Isogeometric Galerkin in rectangular plate bending problem based on UI approach

- Unified and integrated (UI) approach is a modification of Reissner-Mindlin plate theory.
- In UI approach total displacement is divided into bending and shear displacement.
- UI approach is used to define curvature and shear deformation as second and third derivative of bending displacement.
- With UI approach no shear locking problem occurs due to strong interdependence between bending displacement and rotation.
- In UI approach bending and shear displacement can be defined, while these are unrecognizable in Reissner-Mindlin theory.
- Numerical tests were done to see the performance of IGA Galerkin based on UI approach for thin to thick rectangular plate.

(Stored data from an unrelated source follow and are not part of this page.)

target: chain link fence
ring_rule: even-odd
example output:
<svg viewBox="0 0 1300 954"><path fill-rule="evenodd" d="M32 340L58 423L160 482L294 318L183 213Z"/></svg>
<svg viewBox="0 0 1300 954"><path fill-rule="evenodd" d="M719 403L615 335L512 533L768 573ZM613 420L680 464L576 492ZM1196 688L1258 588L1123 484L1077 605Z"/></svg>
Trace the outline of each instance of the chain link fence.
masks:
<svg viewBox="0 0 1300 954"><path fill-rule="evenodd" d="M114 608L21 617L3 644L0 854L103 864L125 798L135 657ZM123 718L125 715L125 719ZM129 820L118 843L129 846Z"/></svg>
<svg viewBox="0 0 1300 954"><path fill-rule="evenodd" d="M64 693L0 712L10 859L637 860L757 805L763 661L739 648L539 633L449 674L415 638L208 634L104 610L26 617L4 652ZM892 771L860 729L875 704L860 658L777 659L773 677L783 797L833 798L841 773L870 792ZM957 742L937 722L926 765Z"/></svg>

This paper presents the development of Isogeometric Analysis for plate bending problems based on unified and integrated (UI) approach, which is a modification of Reissner-Mindlin plate theory for solving thick to thin plate problems. In Reissner-Mindlin, the total displacement and two rotations are independent of each other, while in this UI approach the total displacement is split into bending displacement and shear displacement which causes the rotations, curvatures and shear deformations can be defined as first, second and third derivatives of bending displacement, respectively. The virtual work of Galerkin Method is used to define bending stiffness and shear stiffness of the element. Several convergence tests were conducted to observe the performance of unified and integrated approach in rectangular plate of different types of boundaries conditions. The result of thick and thin plate showed good results despite of low number of element with fourth degree of polynomial or increasing degree of polynomial with only one element.